2002-02-28 12:51:30

by Martin Wilck

[permalink] [raw]
Subject: PROBLEM: Timer interrupt lockup on HT machine


Hello,

we have found another problem with our HT ("Jackson") prototype
machines. In our reboot tests we found that sometimes the timer
interrupts stop. This happens typically after ~30-50 seconds.

>From that time on, no more timer interrupts are encountered.
This happens only when the logical Jackson CPUs are enabled,
i.e. with the "acpismp=force" command line parameter, and approximately
at every 10th boot.

Another observation is that on the HT machines (whether or not the
above problem occurs) almost all interrupts seem to be handled by CPU 0.

CPU 1 gets a few, but in a ratio of about 1:10000 wrt CPU 0.
CPU 2 and 3 do not see any interrupts at all.

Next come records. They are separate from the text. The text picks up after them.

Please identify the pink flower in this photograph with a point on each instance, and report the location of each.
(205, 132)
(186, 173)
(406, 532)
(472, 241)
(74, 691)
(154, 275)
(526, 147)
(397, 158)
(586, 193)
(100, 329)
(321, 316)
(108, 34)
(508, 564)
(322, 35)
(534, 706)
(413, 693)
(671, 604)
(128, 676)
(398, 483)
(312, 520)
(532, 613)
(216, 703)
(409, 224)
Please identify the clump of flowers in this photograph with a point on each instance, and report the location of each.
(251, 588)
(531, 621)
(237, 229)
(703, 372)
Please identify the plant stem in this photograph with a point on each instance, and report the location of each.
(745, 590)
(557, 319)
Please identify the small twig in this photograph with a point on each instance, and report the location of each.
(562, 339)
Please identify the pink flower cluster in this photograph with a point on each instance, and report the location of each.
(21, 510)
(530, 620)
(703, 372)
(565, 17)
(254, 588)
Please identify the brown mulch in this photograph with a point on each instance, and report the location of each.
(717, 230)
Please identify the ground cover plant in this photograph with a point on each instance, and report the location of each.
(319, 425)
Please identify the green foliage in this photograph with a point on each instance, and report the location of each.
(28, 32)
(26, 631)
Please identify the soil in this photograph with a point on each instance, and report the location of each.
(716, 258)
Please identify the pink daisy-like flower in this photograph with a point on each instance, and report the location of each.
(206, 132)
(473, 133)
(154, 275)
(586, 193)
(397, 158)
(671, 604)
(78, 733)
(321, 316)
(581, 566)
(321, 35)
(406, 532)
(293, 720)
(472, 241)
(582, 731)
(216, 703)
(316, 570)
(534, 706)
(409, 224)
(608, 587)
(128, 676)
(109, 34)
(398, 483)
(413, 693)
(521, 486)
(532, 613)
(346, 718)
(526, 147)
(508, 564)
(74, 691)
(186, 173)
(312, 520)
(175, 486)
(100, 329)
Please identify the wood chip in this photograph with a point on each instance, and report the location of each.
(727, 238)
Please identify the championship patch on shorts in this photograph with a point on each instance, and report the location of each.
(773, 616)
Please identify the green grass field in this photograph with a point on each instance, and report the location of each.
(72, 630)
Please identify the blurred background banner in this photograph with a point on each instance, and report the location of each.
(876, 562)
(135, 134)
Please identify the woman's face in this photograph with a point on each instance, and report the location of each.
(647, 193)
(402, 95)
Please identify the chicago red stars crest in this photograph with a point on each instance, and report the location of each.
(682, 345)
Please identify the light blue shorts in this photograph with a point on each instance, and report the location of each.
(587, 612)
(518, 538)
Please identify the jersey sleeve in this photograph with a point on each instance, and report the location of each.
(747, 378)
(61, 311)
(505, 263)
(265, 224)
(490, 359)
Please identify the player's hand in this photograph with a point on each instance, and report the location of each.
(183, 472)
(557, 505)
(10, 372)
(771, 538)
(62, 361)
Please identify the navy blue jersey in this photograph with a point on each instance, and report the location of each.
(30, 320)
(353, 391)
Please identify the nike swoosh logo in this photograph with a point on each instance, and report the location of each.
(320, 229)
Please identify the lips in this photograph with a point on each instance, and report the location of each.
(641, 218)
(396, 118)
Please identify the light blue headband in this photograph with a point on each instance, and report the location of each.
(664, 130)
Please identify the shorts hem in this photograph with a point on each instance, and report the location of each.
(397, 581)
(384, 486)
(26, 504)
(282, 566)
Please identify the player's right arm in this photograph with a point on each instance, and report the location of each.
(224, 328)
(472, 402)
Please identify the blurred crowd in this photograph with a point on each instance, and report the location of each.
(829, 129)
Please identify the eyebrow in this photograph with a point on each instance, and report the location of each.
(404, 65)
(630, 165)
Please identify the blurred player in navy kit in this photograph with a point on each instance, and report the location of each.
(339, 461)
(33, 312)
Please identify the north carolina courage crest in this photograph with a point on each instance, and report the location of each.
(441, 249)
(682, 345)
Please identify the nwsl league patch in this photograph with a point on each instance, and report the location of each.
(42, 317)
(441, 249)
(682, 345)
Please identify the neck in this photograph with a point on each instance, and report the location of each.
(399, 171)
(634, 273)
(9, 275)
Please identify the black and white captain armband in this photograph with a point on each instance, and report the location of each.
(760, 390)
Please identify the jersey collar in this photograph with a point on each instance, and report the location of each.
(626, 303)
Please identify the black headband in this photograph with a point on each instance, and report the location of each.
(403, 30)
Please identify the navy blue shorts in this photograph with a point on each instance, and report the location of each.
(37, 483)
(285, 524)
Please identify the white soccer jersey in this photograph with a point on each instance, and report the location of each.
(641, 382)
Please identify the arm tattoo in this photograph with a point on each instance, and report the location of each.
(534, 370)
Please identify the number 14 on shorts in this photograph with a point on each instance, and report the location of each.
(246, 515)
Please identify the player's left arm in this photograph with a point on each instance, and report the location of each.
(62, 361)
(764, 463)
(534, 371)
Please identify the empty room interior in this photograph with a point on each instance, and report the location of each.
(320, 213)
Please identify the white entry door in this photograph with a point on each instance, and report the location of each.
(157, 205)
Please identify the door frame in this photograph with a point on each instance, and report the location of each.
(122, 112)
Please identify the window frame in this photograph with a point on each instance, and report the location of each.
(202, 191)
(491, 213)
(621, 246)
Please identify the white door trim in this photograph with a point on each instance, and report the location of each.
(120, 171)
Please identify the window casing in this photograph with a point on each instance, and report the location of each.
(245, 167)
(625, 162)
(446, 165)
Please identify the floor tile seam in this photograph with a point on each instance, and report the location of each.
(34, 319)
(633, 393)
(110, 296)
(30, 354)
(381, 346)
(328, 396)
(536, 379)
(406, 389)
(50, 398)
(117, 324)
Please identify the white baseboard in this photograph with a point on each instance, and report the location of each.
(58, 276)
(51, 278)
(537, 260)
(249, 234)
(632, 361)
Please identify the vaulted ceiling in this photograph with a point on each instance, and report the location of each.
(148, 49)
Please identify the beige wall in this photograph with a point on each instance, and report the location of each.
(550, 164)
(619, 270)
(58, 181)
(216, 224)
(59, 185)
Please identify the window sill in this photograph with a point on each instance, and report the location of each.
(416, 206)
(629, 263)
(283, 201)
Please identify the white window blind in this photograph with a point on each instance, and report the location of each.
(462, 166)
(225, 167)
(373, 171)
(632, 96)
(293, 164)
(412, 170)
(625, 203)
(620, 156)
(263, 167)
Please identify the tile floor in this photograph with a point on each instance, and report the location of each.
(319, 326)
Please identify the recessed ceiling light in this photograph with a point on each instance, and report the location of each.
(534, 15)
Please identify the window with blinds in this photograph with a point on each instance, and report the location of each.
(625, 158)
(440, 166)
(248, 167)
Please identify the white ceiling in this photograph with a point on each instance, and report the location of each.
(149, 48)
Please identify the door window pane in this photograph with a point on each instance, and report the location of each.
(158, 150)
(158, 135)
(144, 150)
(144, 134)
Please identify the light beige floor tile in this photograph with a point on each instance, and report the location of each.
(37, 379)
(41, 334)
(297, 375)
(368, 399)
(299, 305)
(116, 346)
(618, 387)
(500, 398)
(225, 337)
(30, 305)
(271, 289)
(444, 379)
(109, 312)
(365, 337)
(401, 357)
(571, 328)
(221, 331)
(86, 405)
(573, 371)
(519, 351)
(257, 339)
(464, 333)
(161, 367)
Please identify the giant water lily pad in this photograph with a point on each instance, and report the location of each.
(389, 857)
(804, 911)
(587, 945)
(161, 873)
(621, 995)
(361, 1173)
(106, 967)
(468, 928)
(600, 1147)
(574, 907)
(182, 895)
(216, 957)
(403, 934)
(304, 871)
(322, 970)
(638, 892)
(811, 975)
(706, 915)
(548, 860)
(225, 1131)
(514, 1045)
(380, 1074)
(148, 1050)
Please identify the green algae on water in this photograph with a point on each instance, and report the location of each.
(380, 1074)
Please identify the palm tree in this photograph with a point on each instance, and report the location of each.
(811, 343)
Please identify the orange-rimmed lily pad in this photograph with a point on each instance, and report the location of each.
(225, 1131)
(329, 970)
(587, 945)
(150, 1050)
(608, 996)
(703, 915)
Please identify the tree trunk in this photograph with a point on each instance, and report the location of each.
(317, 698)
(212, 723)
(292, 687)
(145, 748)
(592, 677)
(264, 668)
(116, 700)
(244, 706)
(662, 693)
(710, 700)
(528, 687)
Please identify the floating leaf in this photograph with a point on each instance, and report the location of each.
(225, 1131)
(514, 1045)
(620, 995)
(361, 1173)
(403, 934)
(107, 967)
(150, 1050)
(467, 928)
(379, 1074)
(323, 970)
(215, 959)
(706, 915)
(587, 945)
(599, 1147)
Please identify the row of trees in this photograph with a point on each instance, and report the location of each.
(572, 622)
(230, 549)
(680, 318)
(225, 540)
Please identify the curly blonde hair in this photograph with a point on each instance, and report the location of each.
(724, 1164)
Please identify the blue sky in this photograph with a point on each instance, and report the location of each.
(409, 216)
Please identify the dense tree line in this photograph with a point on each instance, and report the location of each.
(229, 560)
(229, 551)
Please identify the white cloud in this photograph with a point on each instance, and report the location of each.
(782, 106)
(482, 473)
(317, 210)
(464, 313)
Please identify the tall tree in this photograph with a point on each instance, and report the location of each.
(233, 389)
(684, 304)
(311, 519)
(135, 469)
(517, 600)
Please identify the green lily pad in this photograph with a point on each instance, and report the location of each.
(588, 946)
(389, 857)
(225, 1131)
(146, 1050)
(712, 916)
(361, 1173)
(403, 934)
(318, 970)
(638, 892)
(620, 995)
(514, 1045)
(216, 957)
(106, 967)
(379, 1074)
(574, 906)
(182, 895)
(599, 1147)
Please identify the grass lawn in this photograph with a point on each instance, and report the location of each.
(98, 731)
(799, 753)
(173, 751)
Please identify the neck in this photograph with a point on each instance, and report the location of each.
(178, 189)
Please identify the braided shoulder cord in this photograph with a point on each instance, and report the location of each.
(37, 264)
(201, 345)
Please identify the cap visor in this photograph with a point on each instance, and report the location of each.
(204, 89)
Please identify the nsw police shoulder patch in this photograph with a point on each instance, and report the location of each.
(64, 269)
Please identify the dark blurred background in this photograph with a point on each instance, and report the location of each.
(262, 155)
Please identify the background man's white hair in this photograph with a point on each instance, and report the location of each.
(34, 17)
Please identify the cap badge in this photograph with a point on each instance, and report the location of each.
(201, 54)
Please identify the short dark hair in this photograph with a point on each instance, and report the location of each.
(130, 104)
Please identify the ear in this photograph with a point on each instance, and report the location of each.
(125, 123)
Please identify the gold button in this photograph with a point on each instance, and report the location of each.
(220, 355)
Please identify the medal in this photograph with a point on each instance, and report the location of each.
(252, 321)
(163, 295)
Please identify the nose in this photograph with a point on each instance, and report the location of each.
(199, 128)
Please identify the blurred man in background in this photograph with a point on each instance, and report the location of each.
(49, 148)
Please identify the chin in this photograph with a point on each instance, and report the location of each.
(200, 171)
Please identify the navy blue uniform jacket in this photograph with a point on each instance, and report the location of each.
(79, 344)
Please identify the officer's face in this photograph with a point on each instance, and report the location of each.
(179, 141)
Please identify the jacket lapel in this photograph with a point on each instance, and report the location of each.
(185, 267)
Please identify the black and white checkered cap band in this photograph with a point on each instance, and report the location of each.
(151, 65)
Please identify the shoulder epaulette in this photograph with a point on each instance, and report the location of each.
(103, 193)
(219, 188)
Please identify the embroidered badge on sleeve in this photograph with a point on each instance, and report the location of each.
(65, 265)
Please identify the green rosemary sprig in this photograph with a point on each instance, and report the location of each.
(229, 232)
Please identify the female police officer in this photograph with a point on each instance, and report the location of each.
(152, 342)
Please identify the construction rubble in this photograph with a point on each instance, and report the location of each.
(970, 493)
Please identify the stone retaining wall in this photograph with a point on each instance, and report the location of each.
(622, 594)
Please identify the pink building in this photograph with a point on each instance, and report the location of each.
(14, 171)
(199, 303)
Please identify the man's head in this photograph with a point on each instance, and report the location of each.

Has anybody heard of these problems yet, and are workarounds available?
I am currently investigating the problem and will be happy to supply
more information if requested.

Martin

--
Martin Wilck Phone: +49 5251 8 15113
Fujitsu Siemens Computers Fax: +49 5251 8 20409
Heinz-Nixdorf-Ring 1 mailto:[email protected]
D-33106 Paderborn http://www.fujitsu-siemens.com/primergy






2002-02-28 17:27:30

by Mikael Pettersson

[permalink] [raw]
Subject: Re: PROBLEM: Timer interrupt lockup on HT machine

Martin Wilck writes:
> Another observation is that on the HT machines (whether or not the
> above problem occurs) almost all interrupts seem to be handled by CPU 0.
>
> CPU 1 gets a few, but in a ratio of about 1:10000 wrt CPU 0.
> CPU 2 and 3 do not see any interrupts at all.
>
> Has anybody heard of these problems yet, and are workarounds available?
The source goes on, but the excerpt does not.